Dear listeners! Christ has come into the world not to bring analysis, but to give peace. Not to build walls, but to bring people together. Christ has come into the world not to condemn the fallen, but to bring about reconciliation between people and God. Does not the one who lives in harmony with God want to live in harmony with other people and with all of creation?
The vision of the prophet Micah takes peace all the way to its fulfillment. He writes, ”Then everyone may sit under their own vine and fig tree without fear.” Doesn’t this mean for modern Finland that Christ wants to give us a future where everyone can sit freely with a glass of wine, enjoy the company of friends, laugh at the mischief of school, argue about the problems of the multiverse hypothesis, be fascinated by the beauty of creation and live at home in the universe?

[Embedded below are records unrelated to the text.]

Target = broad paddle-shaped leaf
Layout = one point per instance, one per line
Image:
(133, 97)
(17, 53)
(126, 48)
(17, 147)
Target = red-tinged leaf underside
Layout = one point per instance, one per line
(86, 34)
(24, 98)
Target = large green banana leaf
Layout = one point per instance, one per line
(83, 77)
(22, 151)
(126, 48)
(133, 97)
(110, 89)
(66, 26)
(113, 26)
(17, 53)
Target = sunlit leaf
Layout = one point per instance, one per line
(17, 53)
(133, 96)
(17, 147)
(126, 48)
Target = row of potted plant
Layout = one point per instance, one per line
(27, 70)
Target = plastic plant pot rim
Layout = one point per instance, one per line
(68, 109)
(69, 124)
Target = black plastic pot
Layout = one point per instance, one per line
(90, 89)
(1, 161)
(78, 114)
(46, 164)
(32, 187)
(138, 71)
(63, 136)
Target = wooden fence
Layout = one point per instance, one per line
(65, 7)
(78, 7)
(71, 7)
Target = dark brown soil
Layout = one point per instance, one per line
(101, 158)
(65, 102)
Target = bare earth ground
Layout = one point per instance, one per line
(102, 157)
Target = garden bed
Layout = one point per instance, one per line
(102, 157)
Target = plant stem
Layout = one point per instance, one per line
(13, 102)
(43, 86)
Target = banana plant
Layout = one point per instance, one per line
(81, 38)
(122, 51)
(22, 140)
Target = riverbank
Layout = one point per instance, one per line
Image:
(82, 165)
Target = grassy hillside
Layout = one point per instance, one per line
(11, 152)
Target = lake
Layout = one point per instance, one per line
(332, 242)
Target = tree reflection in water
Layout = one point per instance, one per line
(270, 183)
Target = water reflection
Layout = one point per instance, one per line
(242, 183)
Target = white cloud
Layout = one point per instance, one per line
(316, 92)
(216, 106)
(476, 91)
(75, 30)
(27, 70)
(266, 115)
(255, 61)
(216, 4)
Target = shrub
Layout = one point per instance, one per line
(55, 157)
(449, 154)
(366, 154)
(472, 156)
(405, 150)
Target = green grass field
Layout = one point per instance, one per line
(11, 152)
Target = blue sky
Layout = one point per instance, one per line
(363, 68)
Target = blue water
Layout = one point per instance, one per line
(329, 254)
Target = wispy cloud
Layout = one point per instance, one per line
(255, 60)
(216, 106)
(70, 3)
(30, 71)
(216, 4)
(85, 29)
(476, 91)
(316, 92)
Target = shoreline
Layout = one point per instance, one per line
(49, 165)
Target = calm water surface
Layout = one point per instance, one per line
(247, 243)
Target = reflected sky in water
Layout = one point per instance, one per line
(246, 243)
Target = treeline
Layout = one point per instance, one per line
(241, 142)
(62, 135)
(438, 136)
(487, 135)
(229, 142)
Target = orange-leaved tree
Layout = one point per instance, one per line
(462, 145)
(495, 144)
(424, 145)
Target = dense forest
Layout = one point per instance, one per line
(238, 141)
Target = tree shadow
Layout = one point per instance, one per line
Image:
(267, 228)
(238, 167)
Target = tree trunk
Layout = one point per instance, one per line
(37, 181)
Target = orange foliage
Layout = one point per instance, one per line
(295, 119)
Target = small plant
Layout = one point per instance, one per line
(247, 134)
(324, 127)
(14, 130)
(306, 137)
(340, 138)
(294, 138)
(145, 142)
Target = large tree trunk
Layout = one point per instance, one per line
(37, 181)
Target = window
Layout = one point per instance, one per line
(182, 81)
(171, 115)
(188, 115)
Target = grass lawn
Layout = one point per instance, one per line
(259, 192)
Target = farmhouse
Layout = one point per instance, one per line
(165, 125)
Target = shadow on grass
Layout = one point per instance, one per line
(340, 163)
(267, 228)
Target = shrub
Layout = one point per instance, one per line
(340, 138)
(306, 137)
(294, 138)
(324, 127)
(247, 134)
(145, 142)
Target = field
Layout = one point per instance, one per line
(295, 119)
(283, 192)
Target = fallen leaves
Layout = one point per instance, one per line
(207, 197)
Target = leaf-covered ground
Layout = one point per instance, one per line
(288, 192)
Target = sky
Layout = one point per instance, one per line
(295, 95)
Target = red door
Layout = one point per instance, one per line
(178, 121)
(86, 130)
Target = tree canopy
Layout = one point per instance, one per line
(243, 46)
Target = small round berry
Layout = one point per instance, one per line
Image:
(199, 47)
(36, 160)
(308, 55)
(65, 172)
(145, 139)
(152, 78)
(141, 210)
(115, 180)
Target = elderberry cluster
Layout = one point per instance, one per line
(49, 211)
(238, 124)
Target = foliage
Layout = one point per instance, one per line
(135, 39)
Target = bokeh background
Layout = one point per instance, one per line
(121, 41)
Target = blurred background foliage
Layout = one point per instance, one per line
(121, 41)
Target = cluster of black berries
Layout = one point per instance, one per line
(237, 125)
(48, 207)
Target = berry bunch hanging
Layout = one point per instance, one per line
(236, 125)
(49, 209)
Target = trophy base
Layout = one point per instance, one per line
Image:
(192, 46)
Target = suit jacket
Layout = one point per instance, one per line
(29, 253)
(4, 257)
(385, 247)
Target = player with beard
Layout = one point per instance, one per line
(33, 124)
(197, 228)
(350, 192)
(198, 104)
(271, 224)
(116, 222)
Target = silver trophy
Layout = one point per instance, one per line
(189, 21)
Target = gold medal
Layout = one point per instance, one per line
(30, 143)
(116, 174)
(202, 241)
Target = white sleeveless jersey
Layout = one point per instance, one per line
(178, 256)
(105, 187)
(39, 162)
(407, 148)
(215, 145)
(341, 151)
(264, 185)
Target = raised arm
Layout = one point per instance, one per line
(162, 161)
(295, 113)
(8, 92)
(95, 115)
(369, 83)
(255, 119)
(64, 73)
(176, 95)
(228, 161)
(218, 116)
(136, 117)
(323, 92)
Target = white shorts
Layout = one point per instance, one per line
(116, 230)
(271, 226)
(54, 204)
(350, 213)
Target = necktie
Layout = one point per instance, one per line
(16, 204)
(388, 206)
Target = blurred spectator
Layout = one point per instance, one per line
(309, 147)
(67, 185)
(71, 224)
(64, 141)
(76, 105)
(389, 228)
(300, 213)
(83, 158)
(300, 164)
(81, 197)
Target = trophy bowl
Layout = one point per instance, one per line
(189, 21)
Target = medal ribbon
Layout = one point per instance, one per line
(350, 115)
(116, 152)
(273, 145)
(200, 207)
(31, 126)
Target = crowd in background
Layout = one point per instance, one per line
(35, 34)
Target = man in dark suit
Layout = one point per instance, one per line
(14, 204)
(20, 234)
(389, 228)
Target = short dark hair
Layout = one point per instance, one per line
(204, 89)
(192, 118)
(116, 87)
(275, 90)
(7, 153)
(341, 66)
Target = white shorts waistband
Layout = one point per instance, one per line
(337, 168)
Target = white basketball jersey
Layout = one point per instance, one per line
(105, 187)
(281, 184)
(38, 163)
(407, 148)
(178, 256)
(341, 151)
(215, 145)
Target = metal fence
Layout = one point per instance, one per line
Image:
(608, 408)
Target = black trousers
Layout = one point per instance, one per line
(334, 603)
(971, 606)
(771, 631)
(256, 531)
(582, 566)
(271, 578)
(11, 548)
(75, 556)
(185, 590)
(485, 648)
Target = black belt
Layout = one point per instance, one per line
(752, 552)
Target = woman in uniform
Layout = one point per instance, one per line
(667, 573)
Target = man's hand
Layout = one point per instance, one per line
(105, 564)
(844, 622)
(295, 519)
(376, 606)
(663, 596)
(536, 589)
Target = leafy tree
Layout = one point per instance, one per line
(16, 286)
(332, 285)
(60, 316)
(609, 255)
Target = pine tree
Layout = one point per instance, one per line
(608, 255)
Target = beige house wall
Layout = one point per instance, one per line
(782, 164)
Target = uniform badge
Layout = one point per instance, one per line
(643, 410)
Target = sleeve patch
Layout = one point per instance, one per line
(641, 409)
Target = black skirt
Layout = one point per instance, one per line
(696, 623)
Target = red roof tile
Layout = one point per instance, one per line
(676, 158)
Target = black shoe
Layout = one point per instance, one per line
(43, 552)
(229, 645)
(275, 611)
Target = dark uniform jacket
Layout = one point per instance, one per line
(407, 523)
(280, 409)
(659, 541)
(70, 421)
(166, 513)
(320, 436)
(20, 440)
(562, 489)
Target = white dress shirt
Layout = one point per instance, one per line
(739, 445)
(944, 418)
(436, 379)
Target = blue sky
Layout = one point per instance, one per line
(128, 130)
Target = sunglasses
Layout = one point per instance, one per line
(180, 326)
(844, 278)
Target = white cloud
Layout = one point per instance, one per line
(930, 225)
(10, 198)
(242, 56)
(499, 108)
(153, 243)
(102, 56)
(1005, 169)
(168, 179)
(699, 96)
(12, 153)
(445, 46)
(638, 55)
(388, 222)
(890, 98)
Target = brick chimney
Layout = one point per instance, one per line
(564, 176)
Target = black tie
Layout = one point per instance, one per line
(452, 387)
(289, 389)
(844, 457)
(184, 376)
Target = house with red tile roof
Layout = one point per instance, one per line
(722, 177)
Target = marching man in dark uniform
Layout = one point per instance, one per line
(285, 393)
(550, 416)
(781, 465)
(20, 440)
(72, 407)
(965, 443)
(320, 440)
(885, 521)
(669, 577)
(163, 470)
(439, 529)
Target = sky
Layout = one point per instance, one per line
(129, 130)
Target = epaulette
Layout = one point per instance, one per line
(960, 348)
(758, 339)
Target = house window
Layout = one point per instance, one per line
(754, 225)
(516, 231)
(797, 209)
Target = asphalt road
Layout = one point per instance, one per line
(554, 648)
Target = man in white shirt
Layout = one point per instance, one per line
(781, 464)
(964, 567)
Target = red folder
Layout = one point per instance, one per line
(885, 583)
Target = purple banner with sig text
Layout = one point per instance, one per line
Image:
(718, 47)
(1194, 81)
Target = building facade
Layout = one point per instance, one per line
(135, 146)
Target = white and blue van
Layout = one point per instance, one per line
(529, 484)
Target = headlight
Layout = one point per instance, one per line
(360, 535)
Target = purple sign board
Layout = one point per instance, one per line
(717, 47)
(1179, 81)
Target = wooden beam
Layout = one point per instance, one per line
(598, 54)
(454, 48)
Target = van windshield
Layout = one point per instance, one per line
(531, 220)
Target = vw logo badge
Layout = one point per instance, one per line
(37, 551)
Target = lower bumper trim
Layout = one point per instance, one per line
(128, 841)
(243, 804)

Dear guests! Peace is a gift, but also a task. Its construction begins with ourselves. Could we not receive a foretaste of this vision of peace already in this graduation ceremony? The Promotions Committee has provided wise rules for dress for this day and tonight. It is appropriate to follow them. And it is appropriate to supplement them with the instructions for dressing of the Apostle Paul, which read as follows:
”As God’s chosen ones, holy and beloved, clothe yourselves with compassion, kindness, humility, meekness, and patience. Bear with one another and, if anyone has a complaint against another, forgive each other; just as the Lord has forgiven you, so you also must forgive. Above all, clothe yourselves with love, which binds everything together in perfect harmony. And let the peace of Christ rule in your hearts, to which indeed you were called in the one body” (Colossians 3:12-16, NRSV).